Son regard court sur les écritures noires. Une ligne après l’autre. Mohamad Ahansal scrute les feuilles de papier qu’il tient serrées entre ses mains. Des mails de soutien. Une soixantaine au total, des amis, de la famille et des gens qu’il ne connaît pas. Qu’importe leurs expéditeurs, ces mots agissent sur lui comme des pansements. « Ils me motivent », explique-t-il simplement.

Sous la tente, les discussions de ses amis coureurs assis à ses côtés ne semblent pas troubler sa lecture. Quand on l’interpelle pour le féliciter, le vainqueur des trois dernières éditions du Sultan marathon des sables lève lentement sa tête et répond par un sourire discret. « Non, non, je ne suis pas le champion », répète-t-il gêné. Entre deux phrases, Mohamad recroqueville son corps chétif sur le tapis berbère qui lui tient lieu de matelas. Il essaye de ne pas prendre trop de place, de ne pas en faire trop.
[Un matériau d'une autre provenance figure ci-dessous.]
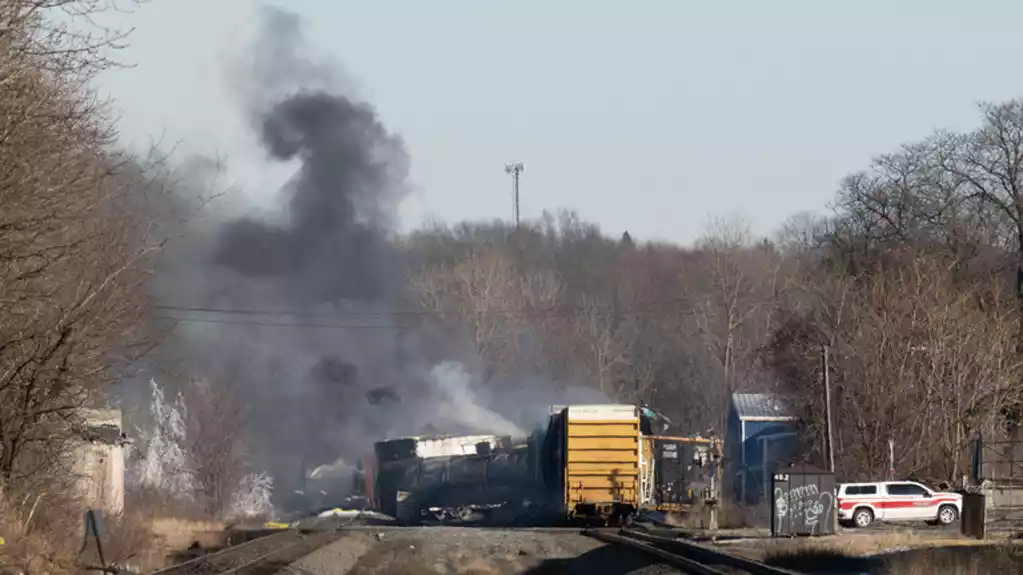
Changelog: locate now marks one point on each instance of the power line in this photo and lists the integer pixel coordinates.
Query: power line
(655, 307)
(283, 323)
(640, 308)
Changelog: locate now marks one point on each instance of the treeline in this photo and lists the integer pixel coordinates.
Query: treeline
(76, 245)
(908, 288)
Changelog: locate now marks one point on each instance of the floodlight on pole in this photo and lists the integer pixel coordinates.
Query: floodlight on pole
(515, 169)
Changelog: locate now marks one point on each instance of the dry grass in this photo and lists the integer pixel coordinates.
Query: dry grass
(729, 516)
(862, 544)
(44, 534)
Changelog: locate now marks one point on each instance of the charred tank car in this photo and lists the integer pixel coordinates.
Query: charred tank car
(464, 479)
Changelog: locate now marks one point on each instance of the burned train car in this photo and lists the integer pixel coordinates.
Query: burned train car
(589, 462)
(455, 479)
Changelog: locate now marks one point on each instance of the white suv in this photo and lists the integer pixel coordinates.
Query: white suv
(862, 503)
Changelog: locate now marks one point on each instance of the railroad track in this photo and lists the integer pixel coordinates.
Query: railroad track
(686, 556)
(265, 555)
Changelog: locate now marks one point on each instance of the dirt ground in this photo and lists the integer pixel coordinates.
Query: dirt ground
(891, 550)
(451, 550)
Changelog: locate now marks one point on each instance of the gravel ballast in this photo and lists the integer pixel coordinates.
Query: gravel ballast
(453, 550)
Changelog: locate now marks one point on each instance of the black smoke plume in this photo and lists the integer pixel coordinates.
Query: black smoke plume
(307, 334)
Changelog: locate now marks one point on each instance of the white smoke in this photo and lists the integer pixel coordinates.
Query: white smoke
(458, 404)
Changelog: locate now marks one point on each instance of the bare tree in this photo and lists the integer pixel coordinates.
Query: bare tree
(906, 340)
(73, 251)
(215, 444)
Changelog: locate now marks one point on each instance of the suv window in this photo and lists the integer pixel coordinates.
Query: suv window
(861, 490)
(906, 490)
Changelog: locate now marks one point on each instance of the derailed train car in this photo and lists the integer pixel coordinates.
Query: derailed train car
(590, 461)
(463, 478)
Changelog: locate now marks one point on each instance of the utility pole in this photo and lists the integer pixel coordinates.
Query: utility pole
(829, 438)
(515, 170)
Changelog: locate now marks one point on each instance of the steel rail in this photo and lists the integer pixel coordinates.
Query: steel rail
(705, 554)
(683, 563)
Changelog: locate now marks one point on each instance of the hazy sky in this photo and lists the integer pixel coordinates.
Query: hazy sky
(647, 116)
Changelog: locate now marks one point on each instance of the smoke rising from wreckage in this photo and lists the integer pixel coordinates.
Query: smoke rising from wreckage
(315, 397)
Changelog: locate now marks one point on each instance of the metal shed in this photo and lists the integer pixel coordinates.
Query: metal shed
(761, 435)
(802, 501)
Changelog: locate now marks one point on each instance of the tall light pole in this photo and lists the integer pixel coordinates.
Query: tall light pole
(515, 170)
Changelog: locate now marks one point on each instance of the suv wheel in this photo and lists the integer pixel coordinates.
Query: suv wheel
(947, 515)
(862, 517)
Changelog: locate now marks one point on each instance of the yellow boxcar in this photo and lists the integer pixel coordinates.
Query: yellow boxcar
(602, 457)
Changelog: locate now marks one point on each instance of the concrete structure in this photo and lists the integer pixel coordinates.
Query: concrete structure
(761, 435)
(99, 461)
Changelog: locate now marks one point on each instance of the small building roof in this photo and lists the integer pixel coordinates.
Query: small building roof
(763, 406)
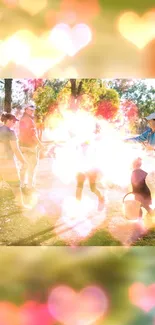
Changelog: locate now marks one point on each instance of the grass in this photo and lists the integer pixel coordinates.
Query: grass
(100, 237)
(17, 230)
(146, 240)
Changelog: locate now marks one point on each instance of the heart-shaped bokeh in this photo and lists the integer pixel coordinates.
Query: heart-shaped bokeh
(70, 40)
(71, 308)
(30, 313)
(138, 30)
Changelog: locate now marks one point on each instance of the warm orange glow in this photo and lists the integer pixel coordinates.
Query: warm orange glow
(32, 7)
(138, 30)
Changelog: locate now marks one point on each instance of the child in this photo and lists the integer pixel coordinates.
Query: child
(139, 186)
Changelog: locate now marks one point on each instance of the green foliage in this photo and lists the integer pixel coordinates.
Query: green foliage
(136, 91)
(44, 97)
(100, 238)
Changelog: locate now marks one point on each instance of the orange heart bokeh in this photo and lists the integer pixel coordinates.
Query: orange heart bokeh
(138, 30)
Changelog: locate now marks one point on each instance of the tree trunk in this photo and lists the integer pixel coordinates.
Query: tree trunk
(75, 93)
(8, 95)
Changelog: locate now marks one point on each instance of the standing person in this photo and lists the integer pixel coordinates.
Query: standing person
(40, 126)
(147, 137)
(139, 187)
(90, 172)
(29, 143)
(9, 149)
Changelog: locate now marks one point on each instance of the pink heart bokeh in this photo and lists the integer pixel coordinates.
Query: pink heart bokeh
(70, 40)
(71, 308)
(30, 313)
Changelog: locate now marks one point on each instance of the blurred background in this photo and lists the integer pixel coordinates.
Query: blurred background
(60, 38)
(31, 280)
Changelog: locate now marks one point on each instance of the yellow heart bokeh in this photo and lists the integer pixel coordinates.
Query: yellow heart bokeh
(138, 30)
(36, 54)
(33, 7)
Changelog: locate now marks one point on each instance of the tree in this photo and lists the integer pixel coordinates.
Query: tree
(136, 91)
(88, 94)
(137, 98)
(8, 95)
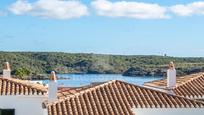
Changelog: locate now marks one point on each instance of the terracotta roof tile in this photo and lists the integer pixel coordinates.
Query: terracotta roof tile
(11, 86)
(191, 86)
(116, 98)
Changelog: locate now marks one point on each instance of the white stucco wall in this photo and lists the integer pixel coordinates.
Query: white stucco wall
(168, 111)
(24, 105)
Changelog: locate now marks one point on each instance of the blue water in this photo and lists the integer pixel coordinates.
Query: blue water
(77, 80)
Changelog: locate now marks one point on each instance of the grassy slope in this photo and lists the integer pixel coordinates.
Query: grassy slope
(44, 62)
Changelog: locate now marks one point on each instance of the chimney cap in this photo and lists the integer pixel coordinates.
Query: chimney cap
(171, 65)
(53, 76)
(6, 66)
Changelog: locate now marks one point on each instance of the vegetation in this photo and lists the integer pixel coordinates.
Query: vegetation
(36, 63)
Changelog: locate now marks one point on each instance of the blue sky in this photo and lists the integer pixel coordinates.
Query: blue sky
(102, 26)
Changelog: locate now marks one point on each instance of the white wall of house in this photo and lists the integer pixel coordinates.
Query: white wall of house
(168, 111)
(24, 105)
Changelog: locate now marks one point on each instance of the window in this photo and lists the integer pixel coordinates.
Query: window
(7, 111)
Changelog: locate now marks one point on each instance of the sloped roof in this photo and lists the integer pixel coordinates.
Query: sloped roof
(116, 98)
(11, 86)
(191, 86)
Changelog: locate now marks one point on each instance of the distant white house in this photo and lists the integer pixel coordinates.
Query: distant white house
(18, 97)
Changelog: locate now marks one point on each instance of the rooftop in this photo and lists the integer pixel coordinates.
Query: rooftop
(116, 97)
(11, 86)
(191, 86)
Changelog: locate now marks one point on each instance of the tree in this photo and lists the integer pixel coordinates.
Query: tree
(22, 72)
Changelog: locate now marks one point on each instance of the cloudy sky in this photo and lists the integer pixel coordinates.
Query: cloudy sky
(130, 27)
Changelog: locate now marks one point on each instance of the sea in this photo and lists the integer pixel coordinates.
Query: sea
(79, 80)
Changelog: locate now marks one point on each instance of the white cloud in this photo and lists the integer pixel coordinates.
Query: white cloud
(195, 8)
(56, 9)
(3, 13)
(136, 10)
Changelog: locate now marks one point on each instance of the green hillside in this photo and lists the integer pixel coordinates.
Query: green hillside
(34, 63)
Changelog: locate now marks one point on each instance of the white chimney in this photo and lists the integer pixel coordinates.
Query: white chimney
(52, 88)
(6, 70)
(171, 76)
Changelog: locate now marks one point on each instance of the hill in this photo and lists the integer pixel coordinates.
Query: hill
(35, 63)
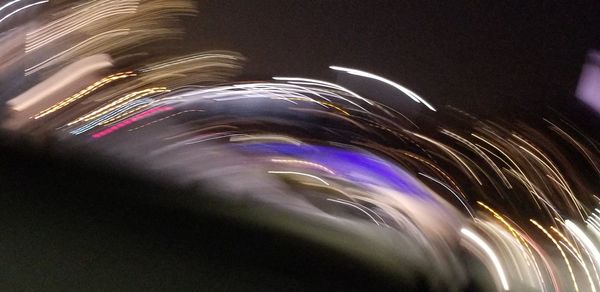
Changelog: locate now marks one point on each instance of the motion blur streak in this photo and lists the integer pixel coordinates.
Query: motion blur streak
(488, 250)
(20, 9)
(86, 76)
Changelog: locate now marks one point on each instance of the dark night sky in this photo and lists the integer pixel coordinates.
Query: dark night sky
(486, 57)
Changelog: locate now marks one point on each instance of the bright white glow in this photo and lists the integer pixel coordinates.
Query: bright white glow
(20, 9)
(299, 173)
(328, 84)
(587, 242)
(403, 89)
(488, 250)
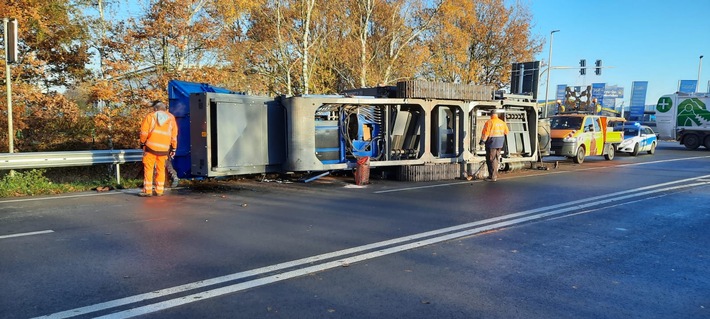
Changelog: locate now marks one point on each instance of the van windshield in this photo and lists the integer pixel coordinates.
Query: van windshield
(631, 131)
(566, 122)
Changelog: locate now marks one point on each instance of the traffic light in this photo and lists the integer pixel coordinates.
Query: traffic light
(598, 69)
(11, 44)
(582, 67)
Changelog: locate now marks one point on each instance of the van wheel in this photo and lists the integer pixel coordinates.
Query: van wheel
(691, 141)
(636, 150)
(579, 158)
(610, 152)
(653, 148)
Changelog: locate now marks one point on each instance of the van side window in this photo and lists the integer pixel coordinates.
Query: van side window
(589, 124)
(597, 124)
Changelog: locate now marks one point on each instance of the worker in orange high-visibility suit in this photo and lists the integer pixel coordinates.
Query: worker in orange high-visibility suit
(159, 140)
(493, 136)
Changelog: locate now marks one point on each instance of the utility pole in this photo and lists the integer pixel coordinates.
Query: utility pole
(549, 69)
(700, 68)
(10, 37)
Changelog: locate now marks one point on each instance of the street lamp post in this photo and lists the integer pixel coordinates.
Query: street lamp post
(700, 68)
(549, 69)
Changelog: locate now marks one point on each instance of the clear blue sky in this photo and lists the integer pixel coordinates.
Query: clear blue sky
(659, 41)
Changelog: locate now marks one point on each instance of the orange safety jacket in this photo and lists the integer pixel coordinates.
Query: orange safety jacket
(159, 133)
(494, 127)
(494, 132)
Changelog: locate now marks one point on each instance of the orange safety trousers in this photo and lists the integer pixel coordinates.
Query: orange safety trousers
(153, 164)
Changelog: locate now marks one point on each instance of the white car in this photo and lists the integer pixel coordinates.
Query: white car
(638, 138)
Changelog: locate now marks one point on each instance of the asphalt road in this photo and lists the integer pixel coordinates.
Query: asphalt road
(605, 239)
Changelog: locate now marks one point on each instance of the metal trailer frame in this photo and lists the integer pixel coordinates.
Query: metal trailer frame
(233, 135)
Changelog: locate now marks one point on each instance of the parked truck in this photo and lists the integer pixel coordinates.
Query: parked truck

Mohamad porte un jogging et un tee-shirt blanc sur lequel deux sponsors seulement se partagent la vedette : une boisson énergétique et le thé Sultan. « C’est très difficile de trouver des marques, il faut avoir des contacts pour se faire financer la course », confie-t-il. Pour participer à cette épreuve d’endurance, la plus difficile du monde, les marathoniens marocains doivent débourser environ 3000 euros. Un prix qui comprend l’inscription, les trois nuits à l’hôtel et le transfert en bus dans le camp. Difficile dans ces cas-là de financer sa course. Surtout que Mohamad exerce la profession de guide de montagne dans le Haut-Atlas et dans le désert. Son salaire ne lui permet pas de concourir au marathon sans sponsors. Alors chaque année, il tente sa chance et espère que cela marchera une fois encore.

Le désert comme horizon

Mohamad était présent à la première édition du Sultan marathon des sables. Il se souvient qu’il avait fait près de 160 km pour voir le départ de cette course. Il y a 25 ans déjà. Il avait ensuite réussi à se faire engager comme bagagiste. Et puis, enfin, pour la onzième édition, il avait enfilé un dossard et remporté la 4ème place. Une position qui, pour lui, n’a rien d’un exploit. « Je cours pour le plaisir, le reste est accessoire ». Mohamad se tait. Il regarde au loin. Les dunes de sables se dressent. Majestueuses.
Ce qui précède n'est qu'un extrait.